COMP 200 Elements of Computer Science &
COMP 130 Elements of Algorithms and Computation
Spring 2012

Practice with Nested Data Structures

For your current assignment, you'll be building and using Markov chains, which we are representing with dictionaries that have keys that are tuples of strings and values that are also dictionaries. Those inner dictionaries, in turn, have keys that are strings, and values that are percentages. As examples, we posted the 1st- and 2nd-order Markov chains built from Johnny B. Goode and Eight Days a Week.

Before, we have also seen lists of tuples, and COMP 130 students have used lists of lists.

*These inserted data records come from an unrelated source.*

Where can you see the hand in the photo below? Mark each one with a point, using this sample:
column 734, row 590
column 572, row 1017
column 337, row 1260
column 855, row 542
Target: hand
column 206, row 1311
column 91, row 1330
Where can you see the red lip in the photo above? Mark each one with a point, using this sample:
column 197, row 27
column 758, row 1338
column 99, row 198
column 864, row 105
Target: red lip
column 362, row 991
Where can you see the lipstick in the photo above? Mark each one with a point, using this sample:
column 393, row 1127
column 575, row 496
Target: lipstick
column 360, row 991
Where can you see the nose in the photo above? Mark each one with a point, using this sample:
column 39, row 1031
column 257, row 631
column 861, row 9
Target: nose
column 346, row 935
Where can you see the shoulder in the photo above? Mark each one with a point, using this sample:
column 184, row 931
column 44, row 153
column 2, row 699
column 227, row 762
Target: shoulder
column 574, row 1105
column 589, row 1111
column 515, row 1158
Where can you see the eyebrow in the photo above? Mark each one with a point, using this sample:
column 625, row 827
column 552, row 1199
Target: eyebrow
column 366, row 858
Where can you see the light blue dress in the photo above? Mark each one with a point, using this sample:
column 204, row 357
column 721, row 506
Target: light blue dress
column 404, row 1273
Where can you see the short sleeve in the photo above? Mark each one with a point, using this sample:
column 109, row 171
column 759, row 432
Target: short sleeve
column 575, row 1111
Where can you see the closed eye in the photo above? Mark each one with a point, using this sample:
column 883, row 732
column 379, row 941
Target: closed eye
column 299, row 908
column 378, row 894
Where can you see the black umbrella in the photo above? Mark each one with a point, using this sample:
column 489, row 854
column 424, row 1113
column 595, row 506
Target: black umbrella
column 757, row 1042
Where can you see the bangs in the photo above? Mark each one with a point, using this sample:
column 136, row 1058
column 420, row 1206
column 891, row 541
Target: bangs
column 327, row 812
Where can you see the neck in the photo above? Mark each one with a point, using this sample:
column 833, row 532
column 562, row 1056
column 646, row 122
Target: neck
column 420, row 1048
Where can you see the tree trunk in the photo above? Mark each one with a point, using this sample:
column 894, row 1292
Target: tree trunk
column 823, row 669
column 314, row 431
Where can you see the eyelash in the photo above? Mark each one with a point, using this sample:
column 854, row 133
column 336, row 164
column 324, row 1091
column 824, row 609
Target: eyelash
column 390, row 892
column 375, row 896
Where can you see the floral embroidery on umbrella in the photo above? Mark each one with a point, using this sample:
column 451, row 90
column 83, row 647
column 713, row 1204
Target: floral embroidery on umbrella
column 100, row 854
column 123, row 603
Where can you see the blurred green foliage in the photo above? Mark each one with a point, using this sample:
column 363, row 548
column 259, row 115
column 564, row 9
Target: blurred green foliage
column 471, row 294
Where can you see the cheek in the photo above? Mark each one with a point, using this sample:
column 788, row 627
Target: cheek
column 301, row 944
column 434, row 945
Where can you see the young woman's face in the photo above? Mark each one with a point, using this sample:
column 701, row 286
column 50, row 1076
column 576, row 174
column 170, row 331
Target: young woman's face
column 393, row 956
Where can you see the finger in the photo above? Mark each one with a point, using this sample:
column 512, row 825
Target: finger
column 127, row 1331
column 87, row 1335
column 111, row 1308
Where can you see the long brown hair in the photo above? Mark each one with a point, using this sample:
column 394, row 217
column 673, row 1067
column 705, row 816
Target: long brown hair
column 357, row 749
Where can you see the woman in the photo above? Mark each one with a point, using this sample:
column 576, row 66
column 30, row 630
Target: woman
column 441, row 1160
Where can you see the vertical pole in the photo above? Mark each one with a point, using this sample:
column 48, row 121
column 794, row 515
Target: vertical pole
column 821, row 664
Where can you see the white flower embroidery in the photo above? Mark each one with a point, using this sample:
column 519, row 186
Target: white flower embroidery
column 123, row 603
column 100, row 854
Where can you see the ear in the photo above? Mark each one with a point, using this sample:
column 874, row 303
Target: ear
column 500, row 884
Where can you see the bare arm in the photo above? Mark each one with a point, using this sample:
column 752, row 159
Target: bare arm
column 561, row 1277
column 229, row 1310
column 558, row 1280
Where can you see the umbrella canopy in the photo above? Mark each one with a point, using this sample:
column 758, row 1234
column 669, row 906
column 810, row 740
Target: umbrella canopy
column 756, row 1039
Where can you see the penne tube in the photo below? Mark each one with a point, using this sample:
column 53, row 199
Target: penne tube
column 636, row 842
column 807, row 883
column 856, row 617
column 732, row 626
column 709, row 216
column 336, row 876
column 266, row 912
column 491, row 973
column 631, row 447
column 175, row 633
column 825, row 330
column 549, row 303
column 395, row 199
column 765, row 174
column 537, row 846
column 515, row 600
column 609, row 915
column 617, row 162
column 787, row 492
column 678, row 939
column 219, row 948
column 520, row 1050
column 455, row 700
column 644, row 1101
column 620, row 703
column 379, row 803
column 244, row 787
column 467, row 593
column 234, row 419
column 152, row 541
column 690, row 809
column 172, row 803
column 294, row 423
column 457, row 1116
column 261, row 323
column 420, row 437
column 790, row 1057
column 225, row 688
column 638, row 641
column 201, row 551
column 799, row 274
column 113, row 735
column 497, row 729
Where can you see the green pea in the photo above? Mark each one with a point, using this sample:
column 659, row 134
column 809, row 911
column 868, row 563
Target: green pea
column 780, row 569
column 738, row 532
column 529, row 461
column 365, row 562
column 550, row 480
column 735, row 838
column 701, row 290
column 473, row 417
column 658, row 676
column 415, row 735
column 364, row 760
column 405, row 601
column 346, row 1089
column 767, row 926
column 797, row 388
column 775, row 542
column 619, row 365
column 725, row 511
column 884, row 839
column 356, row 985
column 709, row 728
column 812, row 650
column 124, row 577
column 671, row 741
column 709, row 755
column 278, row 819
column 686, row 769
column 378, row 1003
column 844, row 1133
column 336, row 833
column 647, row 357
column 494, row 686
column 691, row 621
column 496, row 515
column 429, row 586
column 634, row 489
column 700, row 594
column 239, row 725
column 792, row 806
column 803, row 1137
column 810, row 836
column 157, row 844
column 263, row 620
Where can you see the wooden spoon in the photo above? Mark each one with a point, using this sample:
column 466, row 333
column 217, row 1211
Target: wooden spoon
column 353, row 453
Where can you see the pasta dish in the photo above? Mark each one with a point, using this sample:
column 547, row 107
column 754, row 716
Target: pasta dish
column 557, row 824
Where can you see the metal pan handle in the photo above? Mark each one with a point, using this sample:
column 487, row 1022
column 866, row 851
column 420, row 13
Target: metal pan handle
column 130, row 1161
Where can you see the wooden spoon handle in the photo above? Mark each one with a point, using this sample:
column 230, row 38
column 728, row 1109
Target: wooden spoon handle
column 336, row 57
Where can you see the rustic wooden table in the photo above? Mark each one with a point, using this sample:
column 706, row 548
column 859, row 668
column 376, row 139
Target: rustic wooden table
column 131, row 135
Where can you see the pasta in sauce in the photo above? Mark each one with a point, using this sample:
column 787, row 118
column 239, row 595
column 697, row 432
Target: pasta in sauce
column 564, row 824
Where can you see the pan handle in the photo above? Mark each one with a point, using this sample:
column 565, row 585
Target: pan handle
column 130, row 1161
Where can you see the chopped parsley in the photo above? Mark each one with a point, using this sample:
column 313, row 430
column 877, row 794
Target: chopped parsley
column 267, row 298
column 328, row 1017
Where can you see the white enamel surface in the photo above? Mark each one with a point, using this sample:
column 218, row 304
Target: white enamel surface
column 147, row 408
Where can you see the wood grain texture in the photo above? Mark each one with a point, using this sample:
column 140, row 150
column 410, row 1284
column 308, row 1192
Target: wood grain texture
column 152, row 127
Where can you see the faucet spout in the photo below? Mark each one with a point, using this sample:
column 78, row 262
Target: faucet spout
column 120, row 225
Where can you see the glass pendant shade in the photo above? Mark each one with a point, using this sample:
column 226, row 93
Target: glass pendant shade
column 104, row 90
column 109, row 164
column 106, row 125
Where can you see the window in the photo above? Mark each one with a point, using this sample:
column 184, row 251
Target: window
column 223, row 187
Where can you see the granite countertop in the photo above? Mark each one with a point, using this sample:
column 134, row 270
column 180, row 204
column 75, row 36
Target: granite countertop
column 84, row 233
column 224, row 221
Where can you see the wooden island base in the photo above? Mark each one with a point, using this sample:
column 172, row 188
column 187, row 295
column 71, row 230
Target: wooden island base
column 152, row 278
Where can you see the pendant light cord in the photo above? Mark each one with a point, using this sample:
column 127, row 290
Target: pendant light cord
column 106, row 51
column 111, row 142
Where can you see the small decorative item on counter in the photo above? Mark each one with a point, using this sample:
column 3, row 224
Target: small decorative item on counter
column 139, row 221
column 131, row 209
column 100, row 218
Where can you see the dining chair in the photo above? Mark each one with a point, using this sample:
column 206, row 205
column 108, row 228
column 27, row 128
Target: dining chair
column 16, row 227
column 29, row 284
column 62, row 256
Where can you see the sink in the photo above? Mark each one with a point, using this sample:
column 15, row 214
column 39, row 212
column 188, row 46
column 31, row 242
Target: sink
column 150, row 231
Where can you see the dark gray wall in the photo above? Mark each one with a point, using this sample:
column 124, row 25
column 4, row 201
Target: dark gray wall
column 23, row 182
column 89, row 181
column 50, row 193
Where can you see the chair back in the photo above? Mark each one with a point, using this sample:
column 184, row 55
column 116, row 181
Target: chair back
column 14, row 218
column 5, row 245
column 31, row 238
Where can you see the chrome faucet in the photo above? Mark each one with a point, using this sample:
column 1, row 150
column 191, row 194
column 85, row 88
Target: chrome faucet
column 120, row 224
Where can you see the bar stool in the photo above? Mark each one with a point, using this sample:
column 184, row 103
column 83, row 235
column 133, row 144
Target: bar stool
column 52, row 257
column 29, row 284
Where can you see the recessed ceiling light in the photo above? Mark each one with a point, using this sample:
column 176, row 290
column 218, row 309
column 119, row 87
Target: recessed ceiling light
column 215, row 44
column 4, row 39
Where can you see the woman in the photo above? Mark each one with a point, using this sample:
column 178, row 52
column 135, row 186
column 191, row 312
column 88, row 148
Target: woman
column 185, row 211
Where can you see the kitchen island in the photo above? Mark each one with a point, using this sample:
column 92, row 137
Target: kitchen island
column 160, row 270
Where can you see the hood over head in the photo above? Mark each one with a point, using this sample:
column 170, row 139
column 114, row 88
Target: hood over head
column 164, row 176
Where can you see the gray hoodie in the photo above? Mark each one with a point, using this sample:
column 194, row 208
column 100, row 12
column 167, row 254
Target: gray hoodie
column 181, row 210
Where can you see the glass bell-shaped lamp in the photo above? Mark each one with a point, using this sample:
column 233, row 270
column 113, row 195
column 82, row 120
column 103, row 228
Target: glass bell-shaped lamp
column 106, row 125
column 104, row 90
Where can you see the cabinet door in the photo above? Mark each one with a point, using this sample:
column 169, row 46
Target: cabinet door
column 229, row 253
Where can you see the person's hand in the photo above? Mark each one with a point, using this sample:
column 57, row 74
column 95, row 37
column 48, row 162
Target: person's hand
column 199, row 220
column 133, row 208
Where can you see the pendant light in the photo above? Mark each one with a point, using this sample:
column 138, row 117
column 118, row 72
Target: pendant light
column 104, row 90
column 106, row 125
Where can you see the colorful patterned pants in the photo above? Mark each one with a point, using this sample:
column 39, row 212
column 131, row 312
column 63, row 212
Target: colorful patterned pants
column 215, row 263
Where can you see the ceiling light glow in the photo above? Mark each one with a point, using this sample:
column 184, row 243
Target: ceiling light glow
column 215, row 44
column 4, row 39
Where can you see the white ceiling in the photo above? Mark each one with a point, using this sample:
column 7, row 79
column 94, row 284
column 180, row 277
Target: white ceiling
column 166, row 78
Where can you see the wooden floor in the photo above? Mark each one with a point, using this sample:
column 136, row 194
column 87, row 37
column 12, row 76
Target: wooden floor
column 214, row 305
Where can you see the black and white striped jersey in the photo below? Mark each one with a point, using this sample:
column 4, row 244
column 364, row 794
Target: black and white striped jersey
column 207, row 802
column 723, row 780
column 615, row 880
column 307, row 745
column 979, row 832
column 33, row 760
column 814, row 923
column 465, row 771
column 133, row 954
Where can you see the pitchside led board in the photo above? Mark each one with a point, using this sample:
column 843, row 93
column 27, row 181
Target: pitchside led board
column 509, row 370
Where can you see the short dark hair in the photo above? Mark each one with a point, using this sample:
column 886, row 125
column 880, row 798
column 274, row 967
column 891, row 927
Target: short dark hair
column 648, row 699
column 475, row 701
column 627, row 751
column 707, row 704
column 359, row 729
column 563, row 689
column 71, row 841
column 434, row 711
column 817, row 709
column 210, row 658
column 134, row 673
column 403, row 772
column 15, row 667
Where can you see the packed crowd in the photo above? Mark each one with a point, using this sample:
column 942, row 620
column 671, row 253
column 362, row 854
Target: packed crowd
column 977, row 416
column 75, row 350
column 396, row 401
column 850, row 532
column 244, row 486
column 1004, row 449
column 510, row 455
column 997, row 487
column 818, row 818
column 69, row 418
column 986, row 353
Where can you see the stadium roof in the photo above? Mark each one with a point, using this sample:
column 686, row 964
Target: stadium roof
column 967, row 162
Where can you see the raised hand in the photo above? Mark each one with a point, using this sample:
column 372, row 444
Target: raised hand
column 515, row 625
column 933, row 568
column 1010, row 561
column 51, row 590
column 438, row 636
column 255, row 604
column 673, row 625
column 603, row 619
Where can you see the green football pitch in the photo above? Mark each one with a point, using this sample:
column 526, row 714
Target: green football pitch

But, a Markov chain is the most complicated data structure we've used so far in this course. It is easy to get overwhelmed working with complicated data structures, so today we will get some practice working with them.

While these exercises introduce very little that is brand new, you will likely find them challenging. They work with more complicated data, and require some thought to break into smaller pieces.

Today's Example Data Structure

As a similar example, we will model dictionaries. No, not what Python calls a dictionary — something that gives meanings of English words.

We could use just a Python dictionary. Each key would be a word, and the associated value would be the corresponding meaning. That intuition is the idea behind the name of Python dictionaries. But, it misses out on two important ideas that we want to capture. First, a word can be used as different parts of speech. For example, “bug” can be a noun or a verb. It's meaning naturally differs for each part of speech. Second, a word can have multiple meanings, even for the same part of speech. For example, “bug” as a noun can be a kind of animal, or a mistake.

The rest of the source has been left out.